Now on home ground, where he had grown up as a boy and hunted as a youth, John led them inland along the south bank of the estuary. Less than a mile upstream, a narrow side-valley came down to the Teign and they turned into it on a narrow track that wound through the dense woodland that filled the combe. Soon they came to a pleasant dell in the low hills, with crofts and cultivated fields well sheltered from the winds. A stone church sat a little above the village, which boasted a new church hostel, a timber and wattle building providing food and shelter for travellers.

‘Welcome to Stoke-in-Teignhead,’ called John, reining in his big stallion outside the Church House. ‘Eric, Gwyn, Thomas, Leonard and the soldiers can take their ease here for an hour and eat around a good fire, while the rest of us go up to my family’s manor.’ As he and his party rode away, John could not resist waving a hand around him saying, ‘My father, may the Mother of God rest his soul, paid for that church of St Andrew of Bethsaida to be rebuilt in stone, and he endowed the hostel in gratitude for a safe return from the first campaign in Ireland.’

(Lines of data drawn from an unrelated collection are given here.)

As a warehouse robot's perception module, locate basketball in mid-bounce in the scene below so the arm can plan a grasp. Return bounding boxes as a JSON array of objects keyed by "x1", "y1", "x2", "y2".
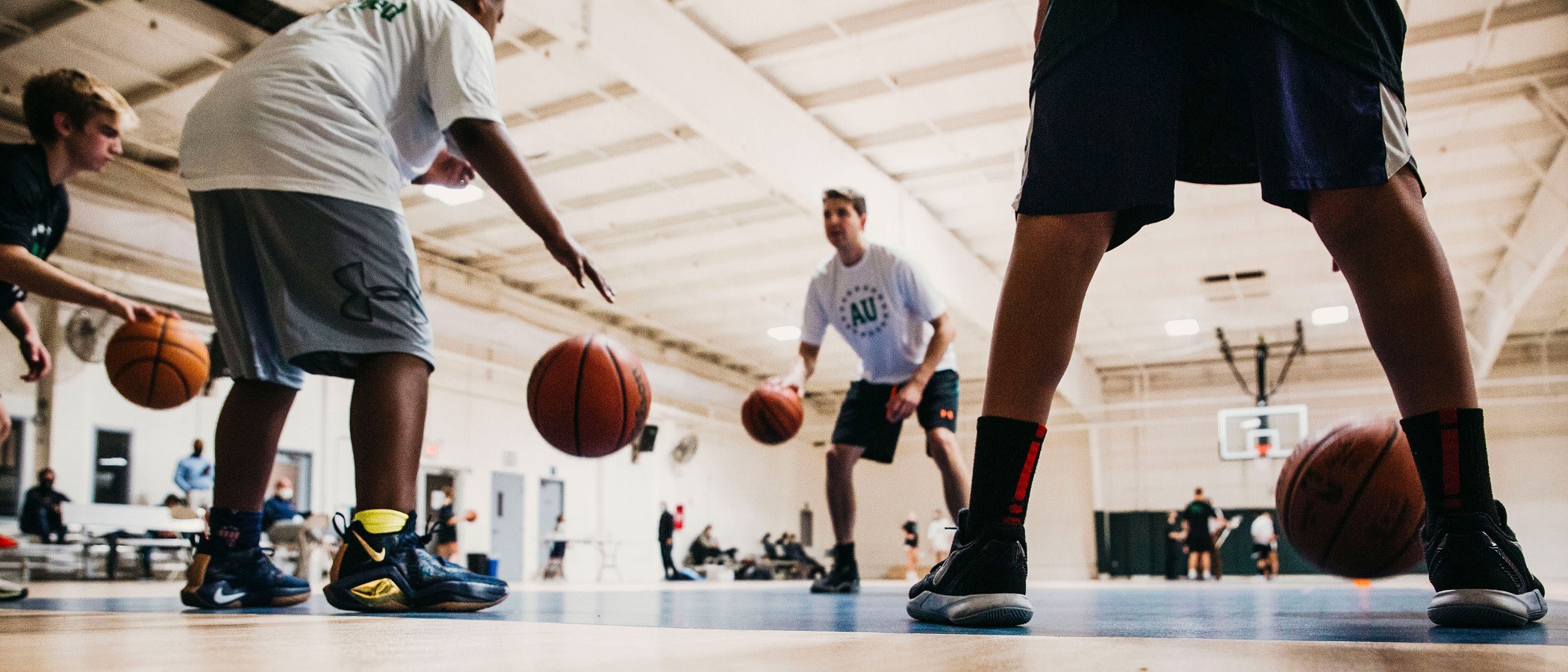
[
  {"x1": 1275, "y1": 417, "x2": 1427, "y2": 578},
  {"x1": 529, "y1": 334, "x2": 653, "y2": 458},
  {"x1": 740, "y1": 381, "x2": 806, "y2": 445},
  {"x1": 104, "y1": 315, "x2": 210, "y2": 411}
]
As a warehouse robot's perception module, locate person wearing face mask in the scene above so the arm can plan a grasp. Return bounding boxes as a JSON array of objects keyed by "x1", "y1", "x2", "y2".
[
  {"x1": 20, "y1": 467, "x2": 71, "y2": 544},
  {"x1": 262, "y1": 478, "x2": 308, "y2": 531}
]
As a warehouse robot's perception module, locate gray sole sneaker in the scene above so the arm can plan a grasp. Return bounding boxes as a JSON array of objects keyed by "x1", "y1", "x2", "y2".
[
  {"x1": 905, "y1": 591, "x2": 1035, "y2": 628},
  {"x1": 1427, "y1": 589, "x2": 1546, "y2": 628}
]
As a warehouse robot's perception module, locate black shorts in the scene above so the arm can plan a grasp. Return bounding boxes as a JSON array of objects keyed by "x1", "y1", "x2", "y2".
[
  {"x1": 1015, "y1": 0, "x2": 1419, "y2": 247},
  {"x1": 833, "y1": 370, "x2": 958, "y2": 464},
  {"x1": 1187, "y1": 528, "x2": 1213, "y2": 553}
]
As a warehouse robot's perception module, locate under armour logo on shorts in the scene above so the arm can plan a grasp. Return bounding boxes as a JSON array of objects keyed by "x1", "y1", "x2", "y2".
[{"x1": 332, "y1": 261, "x2": 426, "y2": 324}]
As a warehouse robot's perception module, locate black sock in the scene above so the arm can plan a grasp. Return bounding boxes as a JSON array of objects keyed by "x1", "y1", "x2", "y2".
[
  {"x1": 205, "y1": 509, "x2": 262, "y2": 553},
  {"x1": 1399, "y1": 409, "x2": 1494, "y2": 514},
  {"x1": 968, "y1": 415, "x2": 1046, "y2": 531},
  {"x1": 833, "y1": 542, "x2": 855, "y2": 565}
]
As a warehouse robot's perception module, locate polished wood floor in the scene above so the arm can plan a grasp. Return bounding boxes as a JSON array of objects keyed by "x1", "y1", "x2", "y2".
[{"x1": 0, "y1": 582, "x2": 1568, "y2": 672}]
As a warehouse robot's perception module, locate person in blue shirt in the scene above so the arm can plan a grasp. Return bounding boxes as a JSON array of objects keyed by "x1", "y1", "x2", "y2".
[
  {"x1": 174, "y1": 438, "x2": 212, "y2": 509},
  {"x1": 262, "y1": 478, "x2": 308, "y2": 532}
]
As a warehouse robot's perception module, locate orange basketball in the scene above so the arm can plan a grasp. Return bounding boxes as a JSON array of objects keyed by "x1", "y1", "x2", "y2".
[
  {"x1": 104, "y1": 315, "x2": 208, "y2": 411},
  {"x1": 740, "y1": 381, "x2": 806, "y2": 445},
  {"x1": 1275, "y1": 417, "x2": 1427, "y2": 578},
  {"x1": 529, "y1": 334, "x2": 653, "y2": 458}
]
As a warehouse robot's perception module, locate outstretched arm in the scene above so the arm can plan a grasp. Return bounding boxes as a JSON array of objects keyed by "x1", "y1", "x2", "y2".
[
  {"x1": 447, "y1": 119, "x2": 615, "y2": 302},
  {"x1": 0, "y1": 244, "x2": 172, "y2": 323}
]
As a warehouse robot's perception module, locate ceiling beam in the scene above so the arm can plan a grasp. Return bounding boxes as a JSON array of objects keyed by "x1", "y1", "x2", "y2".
[
  {"x1": 735, "y1": 0, "x2": 996, "y2": 61},
  {"x1": 0, "y1": 0, "x2": 104, "y2": 52},
  {"x1": 1466, "y1": 143, "x2": 1568, "y2": 379},
  {"x1": 1405, "y1": 0, "x2": 1568, "y2": 47}
]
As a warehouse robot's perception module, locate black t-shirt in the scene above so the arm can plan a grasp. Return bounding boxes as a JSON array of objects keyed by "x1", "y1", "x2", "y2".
[
  {"x1": 1030, "y1": 0, "x2": 1405, "y2": 99},
  {"x1": 0, "y1": 144, "x2": 71, "y2": 311},
  {"x1": 1180, "y1": 500, "x2": 1213, "y2": 535}
]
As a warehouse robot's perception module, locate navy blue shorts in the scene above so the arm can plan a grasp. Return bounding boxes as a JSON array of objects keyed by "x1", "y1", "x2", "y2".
[
  {"x1": 833, "y1": 368, "x2": 958, "y2": 464},
  {"x1": 1015, "y1": 0, "x2": 1419, "y2": 247}
]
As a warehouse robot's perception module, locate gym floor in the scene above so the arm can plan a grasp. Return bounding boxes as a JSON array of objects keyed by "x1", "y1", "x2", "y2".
[{"x1": 0, "y1": 578, "x2": 1568, "y2": 672}]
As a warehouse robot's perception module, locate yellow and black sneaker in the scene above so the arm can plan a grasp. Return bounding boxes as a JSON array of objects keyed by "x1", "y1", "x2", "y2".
[
  {"x1": 323, "y1": 515, "x2": 506, "y2": 611},
  {"x1": 181, "y1": 539, "x2": 311, "y2": 609}
]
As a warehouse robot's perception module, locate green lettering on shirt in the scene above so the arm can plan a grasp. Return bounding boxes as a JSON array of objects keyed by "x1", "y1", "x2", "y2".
[{"x1": 349, "y1": 0, "x2": 408, "y2": 20}]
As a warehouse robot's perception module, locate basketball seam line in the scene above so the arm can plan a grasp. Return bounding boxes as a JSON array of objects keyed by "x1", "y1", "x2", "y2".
[
  {"x1": 529, "y1": 348, "x2": 561, "y2": 426},
  {"x1": 146, "y1": 318, "x2": 169, "y2": 405},
  {"x1": 1280, "y1": 429, "x2": 1344, "y2": 538},
  {"x1": 573, "y1": 335, "x2": 594, "y2": 458},
  {"x1": 757, "y1": 393, "x2": 788, "y2": 444},
  {"x1": 1323, "y1": 426, "x2": 1399, "y2": 562},
  {"x1": 111, "y1": 335, "x2": 210, "y2": 364},
  {"x1": 599, "y1": 338, "x2": 632, "y2": 449}
]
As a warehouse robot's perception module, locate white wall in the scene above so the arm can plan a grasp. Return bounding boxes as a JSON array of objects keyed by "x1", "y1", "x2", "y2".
[{"x1": 1097, "y1": 343, "x2": 1568, "y2": 579}]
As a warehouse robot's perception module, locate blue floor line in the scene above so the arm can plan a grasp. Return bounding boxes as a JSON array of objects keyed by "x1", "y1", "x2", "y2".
[{"x1": 0, "y1": 586, "x2": 1568, "y2": 645}]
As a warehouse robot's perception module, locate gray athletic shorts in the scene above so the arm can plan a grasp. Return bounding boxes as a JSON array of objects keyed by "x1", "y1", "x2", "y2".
[{"x1": 191, "y1": 190, "x2": 435, "y2": 390}]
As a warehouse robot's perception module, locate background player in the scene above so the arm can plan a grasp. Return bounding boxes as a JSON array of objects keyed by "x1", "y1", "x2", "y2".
[{"x1": 781, "y1": 188, "x2": 969, "y2": 592}]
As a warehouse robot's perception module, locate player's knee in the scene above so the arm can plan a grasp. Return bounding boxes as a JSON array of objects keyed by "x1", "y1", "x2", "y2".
[{"x1": 828, "y1": 444, "x2": 859, "y2": 470}]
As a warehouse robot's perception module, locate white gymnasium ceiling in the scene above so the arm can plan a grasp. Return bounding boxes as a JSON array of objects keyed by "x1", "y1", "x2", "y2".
[{"x1": 0, "y1": 0, "x2": 1568, "y2": 407}]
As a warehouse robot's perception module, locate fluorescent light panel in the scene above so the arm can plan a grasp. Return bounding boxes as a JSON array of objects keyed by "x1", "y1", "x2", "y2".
[
  {"x1": 768, "y1": 324, "x2": 800, "y2": 340},
  {"x1": 1165, "y1": 318, "x2": 1198, "y2": 335},
  {"x1": 425, "y1": 185, "x2": 485, "y2": 205},
  {"x1": 1313, "y1": 305, "x2": 1350, "y2": 324}
]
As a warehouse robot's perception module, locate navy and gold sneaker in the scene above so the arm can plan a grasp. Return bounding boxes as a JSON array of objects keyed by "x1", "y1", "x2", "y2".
[
  {"x1": 905, "y1": 509, "x2": 1035, "y2": 628},
  {"x1": 1421, "y1": 501, "x2": 1546, "y2": 628},
  {"x1": 181, "y1": 539, "x2": 311, "y2": 609},
  {"x1": 322, "y1": 515, "x2": 506, "y2": 611}
]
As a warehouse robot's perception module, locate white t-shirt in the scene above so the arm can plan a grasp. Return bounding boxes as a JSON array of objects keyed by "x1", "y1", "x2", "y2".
[
  {"x1": 1253, "y1": 515, "x2": 1275, "y2": 544},
  {"x1": 181, "y1": 0, "x2": 502, "y2": 211},
  {"x1": 800, "y1": 243, "x2": 958, "y2": 385}
]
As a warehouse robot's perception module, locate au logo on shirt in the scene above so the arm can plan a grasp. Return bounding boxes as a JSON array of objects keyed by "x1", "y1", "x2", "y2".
[{"x1": 839, "y1": 285, "x2": 888, "y2": 338}]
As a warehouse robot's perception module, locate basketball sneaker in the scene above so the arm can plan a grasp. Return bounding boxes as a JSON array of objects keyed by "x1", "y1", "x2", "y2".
[
  {"x1": 322, "y1": 515, "x2": 506, "y2": 611},
  {"x1": 811, "y1": 556, "x2": 861, "y2": 592},
  {"x1": 905, "y1": 509, "x2": 1035, "y2": 628},
  {"x1": 0, "y1": 579, "x2": 27, "y2": 602},
  {"x1": 1421, "y1": 501, "x2": 1546, "y2": 628},
  {"x1": 181, "y1": 539, "x2": 311, "y2": 609}
]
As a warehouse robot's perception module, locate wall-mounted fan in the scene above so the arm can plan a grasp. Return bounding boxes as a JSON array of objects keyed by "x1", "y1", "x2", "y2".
[
  {"x1": 66, "y1": 305, "x2": 114, "y2": 362},
  {"x1": 670, "y1": 434, "x2": 696, "y2": 464}
]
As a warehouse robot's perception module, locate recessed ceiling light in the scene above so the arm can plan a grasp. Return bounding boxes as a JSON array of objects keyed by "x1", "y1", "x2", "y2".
[
  {"x1": 425, "y1": 185, "x2": 485, "y2": 205},
  {"x1": 1313, "y1": 305, "x2": 1350, "y2": 324},
  {"x1": 768, "y1": 324, "x2": 800, "y2": 340},
  {"x1": 1165, "y1": 318, "x2": 1198, "y2": 335}
]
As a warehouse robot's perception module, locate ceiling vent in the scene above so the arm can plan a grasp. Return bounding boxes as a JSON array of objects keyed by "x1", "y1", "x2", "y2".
[{"x1": 1203, "y1": 271, "x2": 1269, "y2": 301}]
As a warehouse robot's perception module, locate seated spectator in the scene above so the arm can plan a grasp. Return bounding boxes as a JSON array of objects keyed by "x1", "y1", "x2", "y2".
[
  {"x1": 262, "y1": 478, "x2": 309, "y2": 531},
  {"x1": 20, "y1": 467, "x2": 71, "y2": 544}
]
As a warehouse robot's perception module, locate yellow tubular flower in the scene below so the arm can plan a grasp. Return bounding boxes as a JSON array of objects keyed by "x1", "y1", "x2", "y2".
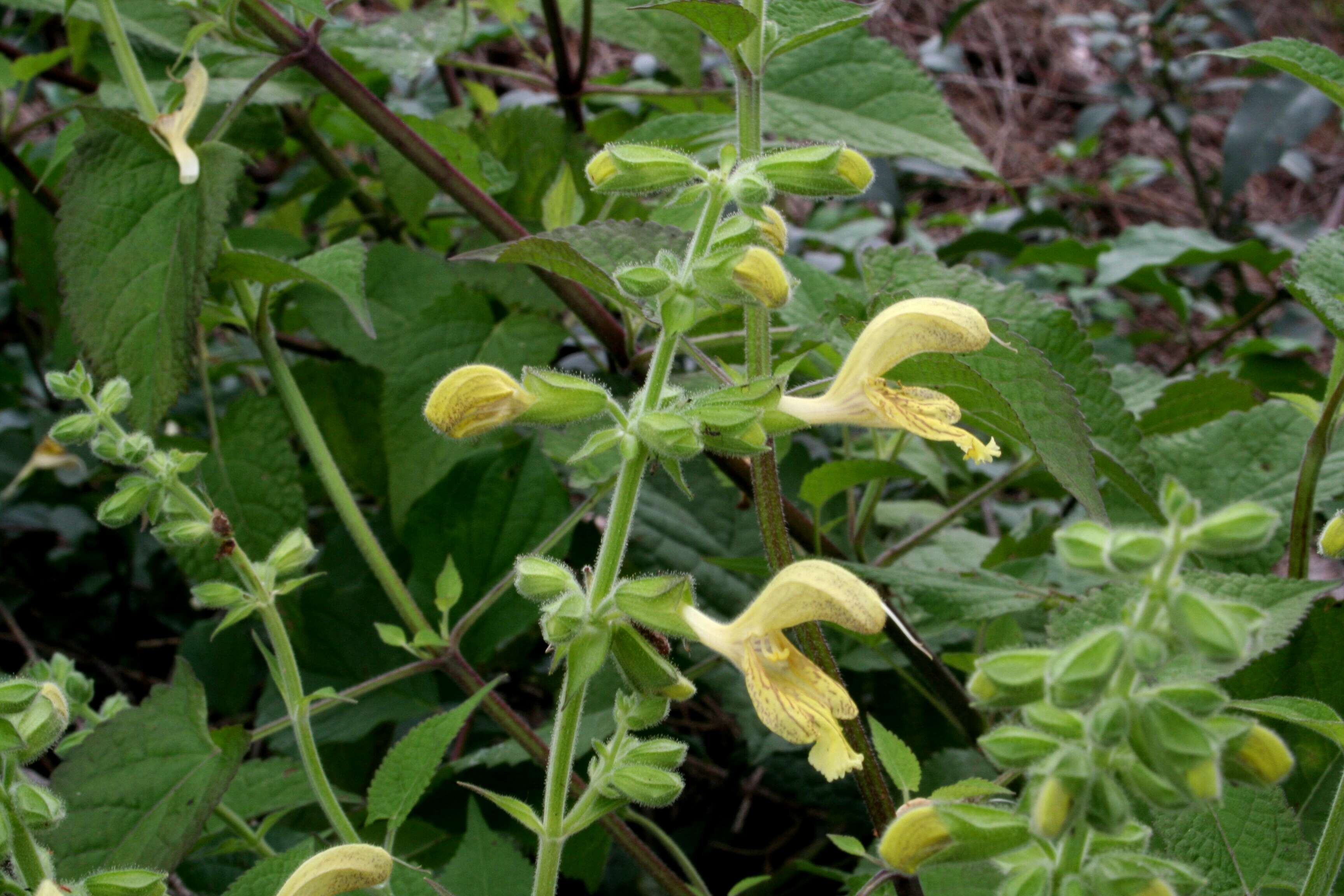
[
  {"x1": 153, "y1": 59, "x2": 210, "y2": 184},
  {"x1": 779, "y1": 298, "x2": 1000, "y2": 464},
  {"x1": 681, "y1": 560, "x2": 884, "y2": 780},
  {"x1": 425, "y1": 364, "x2": 536, "y2": 439}
]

Just outside the centre of the village lay a fortified manor house, a two-storeyed, stone-built building with a steep-pitched stone roof. It was set within a wide bank and ditch, with a wooden stockade along the top. Fertile strip fields lay all around it, and a number of relatively tidy cottages of wattle and thatch, each with a well-kept vegetable garden and a pig, goat or house-cow. Inside the enclosure, there was a barn, several outhouses, stables and kitchens, with a few wooden huts for the servants. The whole place had an air of rural contentment and well-being that was not lost on Joseph of Topsham, who knew a well-run business when he saw one. But his mind was mainly on this unexpected appearance of de Wolfe: he had a bad feeling about what was to come.

John slide from his horse and looked about him with affection and pride. ‘This is where I was born – the house was wooden in those days.’ Though his brother William lived here and ran the manor, John had a part share of it under his father’s will, as did his younger sister Evelyn, who looked after the domestic side with their active mother, who had a life-interest in the manor. But unfortunately, this was not the right day or time for reminiscing about his inheritance. Sad work had to be done.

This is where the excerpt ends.